例えば、古ぼけた額入りのオランダ風車の刺繍があった。納戸か屋根裏で打ち捨てられていたのか、埃まみれだ。単なる土産物のようだが? どこが見どころか? 時間に追われながら、異論と疑問が湧く。後で考えれば、何ということもないものが、時を経て醸し出す全体の雰囲気がよい、埃も込みで、ということなのだろう。

戦前の日本酒のガラス瓶の時は、「ちょっとだけきれいに」と言われたので、気をつけて洗っていた。次第に“きれい”な状態になってきたので、これでよいかと確認すると、「あかん、こんなん。どこにでもあるただの瓶になってしもた」。人に頼んでおいて何だ、これはこれでよいではないか、そもそも埃があろうが無かろうが、ものの本質は変わらないのではないか、とか思ったが、言い返しても聞き入れられることはないし、言い争う時間もエネルギーも惜しいので、反論せずにいた。そのまま出店に持って行ったが、売れずに持ち帰った。
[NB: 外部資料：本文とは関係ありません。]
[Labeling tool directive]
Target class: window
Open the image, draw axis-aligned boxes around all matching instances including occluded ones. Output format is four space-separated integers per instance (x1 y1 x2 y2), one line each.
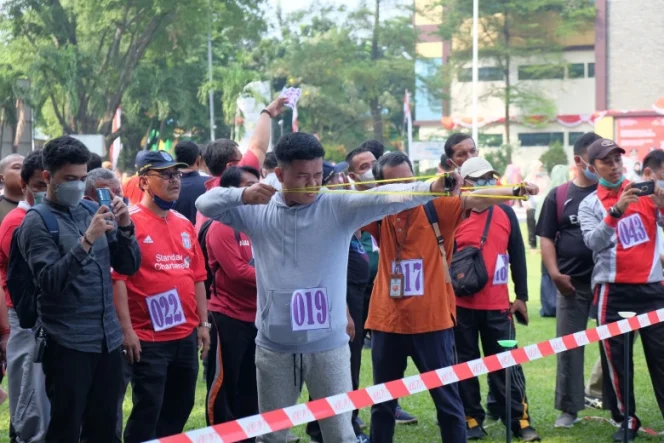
519 65 565 80
567 63 586 78
568 132 583 146
458 66 505 82
519 132 565 147
478 134 503 148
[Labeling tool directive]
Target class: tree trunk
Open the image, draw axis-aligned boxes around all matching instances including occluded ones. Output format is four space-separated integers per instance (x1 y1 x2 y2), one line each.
369 0 383 143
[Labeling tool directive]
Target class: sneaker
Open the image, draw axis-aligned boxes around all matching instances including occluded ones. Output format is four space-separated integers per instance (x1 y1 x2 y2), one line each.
585 395 604 409
466 425 487 440
394 406 417 425
553 412 580 428
514 426 542 441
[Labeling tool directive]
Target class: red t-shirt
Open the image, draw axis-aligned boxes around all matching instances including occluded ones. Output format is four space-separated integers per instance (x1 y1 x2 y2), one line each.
205 221 256 322
0 206 28 308
455 206 512 311
196 151 262 234
113 204 207 342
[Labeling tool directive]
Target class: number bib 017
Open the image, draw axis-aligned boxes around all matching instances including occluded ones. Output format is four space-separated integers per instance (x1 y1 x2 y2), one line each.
618 214 650 249
392 259 424 297
291 288 330 332
145 289 187 332
493 254 510 286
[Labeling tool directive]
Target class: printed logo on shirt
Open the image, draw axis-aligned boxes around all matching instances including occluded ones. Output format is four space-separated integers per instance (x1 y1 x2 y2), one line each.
180 232 191 249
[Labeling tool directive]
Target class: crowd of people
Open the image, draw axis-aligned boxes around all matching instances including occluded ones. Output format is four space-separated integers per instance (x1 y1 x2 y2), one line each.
0 94 664 443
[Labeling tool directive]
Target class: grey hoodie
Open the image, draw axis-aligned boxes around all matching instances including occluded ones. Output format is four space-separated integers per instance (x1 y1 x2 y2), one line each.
196 182 433 353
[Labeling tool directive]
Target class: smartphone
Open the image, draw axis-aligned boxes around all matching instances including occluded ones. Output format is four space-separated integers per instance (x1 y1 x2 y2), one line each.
632 180 655 197
97 188 113 209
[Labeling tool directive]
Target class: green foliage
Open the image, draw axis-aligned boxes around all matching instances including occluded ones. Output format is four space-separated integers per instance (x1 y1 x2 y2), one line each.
540 142 569 174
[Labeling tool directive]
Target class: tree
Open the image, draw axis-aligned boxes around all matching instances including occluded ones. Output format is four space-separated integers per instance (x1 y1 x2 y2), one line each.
435 0 595 144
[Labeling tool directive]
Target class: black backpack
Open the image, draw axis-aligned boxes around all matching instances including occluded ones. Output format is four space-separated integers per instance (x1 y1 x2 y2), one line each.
7 200 97 329
450 206 493 297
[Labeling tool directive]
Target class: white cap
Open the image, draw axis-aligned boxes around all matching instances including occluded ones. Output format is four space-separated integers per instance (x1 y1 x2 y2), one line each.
459 157 498 178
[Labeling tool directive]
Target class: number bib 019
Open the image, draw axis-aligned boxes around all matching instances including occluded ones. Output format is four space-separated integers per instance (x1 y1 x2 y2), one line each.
291 288 330 332
392 259 424 297
493 254 510 286
618 214 650 249
145 289 187 332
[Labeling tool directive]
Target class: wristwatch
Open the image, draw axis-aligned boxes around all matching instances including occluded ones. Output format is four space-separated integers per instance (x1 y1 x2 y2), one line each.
609 206 623 218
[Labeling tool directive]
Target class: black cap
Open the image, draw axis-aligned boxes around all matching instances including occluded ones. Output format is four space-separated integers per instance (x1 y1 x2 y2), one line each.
588 138 625 163
323 162 348 184
136 151 189 174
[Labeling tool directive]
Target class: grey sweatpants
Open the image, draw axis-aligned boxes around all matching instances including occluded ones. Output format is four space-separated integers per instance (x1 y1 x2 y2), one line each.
7 308 51 443
555 281 593 414
256 345 356 443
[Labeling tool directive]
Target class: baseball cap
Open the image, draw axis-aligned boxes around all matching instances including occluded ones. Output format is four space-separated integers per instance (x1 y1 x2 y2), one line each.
136 151 189 174
459 157 498 178
588 138 625 163
323 162 348 184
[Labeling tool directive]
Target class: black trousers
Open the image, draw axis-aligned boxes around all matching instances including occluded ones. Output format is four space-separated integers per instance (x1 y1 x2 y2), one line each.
454 307 530 431
307 283 366 442
42 339 122 443
205 312 258 434
595 283 664 429
371 329 466 443
123 330 198 443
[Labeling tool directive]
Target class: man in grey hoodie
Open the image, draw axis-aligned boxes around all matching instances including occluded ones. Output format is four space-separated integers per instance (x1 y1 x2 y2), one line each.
196 133 462 443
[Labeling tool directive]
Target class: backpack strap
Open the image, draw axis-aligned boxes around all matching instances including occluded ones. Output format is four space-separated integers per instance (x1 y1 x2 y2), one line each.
30 203 60 243
424 200 452 283
556 181 572 225
480 206 493 249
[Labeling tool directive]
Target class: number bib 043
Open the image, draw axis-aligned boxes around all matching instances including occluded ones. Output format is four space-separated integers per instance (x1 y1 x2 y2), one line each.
291 288 330 332
493 254 510 286
145 289 187 332
392 259 424 297
618 214 650 249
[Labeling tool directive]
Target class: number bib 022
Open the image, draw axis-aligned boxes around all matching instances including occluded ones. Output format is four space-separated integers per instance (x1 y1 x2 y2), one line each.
392 259 424 297
145 289 187 332
291 288 330 332
493 254 510 286
618 214 650 249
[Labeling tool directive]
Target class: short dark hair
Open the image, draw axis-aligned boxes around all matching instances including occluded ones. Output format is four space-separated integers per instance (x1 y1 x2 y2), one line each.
175 140 201 166
203 138 243 177
21 149 44 183
574 132 602 155
360 140 385 160
445 132 472 158
42 135 90 174
644 149 664 170
274 132 325 165
346 147 378 172
220 166 261 188
373 151 413 180
263 151 277 169
88 152 102 172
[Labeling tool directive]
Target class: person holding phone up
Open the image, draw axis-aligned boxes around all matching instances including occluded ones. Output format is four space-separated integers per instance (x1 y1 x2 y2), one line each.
452 157 540 441
579 139 664 441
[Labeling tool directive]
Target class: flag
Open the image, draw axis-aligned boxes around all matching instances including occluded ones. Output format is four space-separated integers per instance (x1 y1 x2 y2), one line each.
109 106 122 169
292 105 299 132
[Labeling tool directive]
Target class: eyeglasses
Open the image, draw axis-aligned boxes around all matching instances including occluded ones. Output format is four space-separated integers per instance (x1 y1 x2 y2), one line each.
147 171 182 181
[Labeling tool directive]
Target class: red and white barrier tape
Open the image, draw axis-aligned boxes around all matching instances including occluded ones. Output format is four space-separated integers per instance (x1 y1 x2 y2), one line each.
149 309 664 443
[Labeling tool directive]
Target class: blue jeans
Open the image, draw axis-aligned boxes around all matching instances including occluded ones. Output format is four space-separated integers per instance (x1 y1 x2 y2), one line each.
371 329 466 443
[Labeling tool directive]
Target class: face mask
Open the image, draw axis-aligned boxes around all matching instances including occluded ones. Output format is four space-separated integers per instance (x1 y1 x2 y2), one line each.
55 180 85 208
581 159 599 183
599 175 625 189
30 191 46 205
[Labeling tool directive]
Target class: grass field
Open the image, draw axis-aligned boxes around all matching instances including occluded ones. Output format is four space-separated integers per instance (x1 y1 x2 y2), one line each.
0 227 664 443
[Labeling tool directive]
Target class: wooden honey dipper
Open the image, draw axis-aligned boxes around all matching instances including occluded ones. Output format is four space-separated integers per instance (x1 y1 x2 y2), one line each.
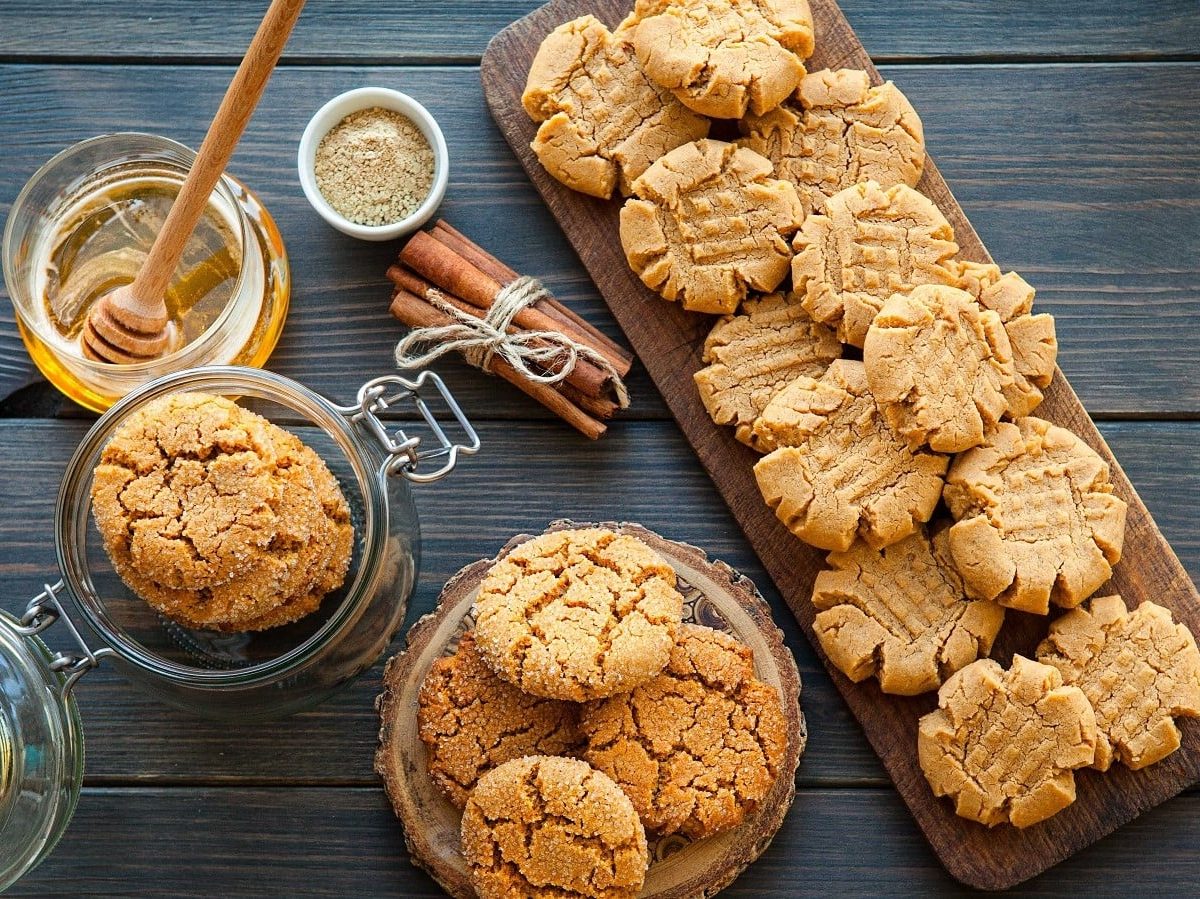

また、先日は、白い磁器の皿が1枚置いてあった。何となくぼんやりとしていて、少し曇っている。銀彩の縁も擦れていて、使用感が強い。これも“きれい”にする組、と思って洗うが、くすみは落ちない。眼鏡をはずしてよく見ると、うっすら釉薬のムラがある。これは… 景色になるかどうか、微妙な具合だ。焼き損じだなぁ、誰も目を留めないだろう、と思って古道具担当に見せると、「これは大量にパキッと作れるようになる前のものやと思う」とのこと。「大衆的な西洋皿の普及の始まりの頃、昭和初期くらいの、瀬戸で焼かれたものではないか」。経年のくすみと思って洗い流そうとしていたのは、焼きが甘くて白が出ずに、うっすらとグレーになった部分だった。このように半端な状態のものを、何故仕入れるか?「柔らかい感じがしたから」。大抵の皿は、硬くて冷たい感じなのだそうだ。今回も同じ皿が何枚もあって、その中からこの1枚を選んできたという。

5枚揃いのこぎれいでシンプルな皿のほうが、多くのお客さんには好まれるのになぁ、と思うが、それは定石で、古道具担当の視点は少し違ったところにあった。こうした行き違いは、日々あらゆる場面で繰り返されるが、行き違ってしばらくしてから、あ、この場合はそうでなかった、と、思い直すことがしばしばある。

結局、その皿は「これは時代の境目の資料として、取っておく」と引っ込めてしまい、また店に並べられないものが増えた。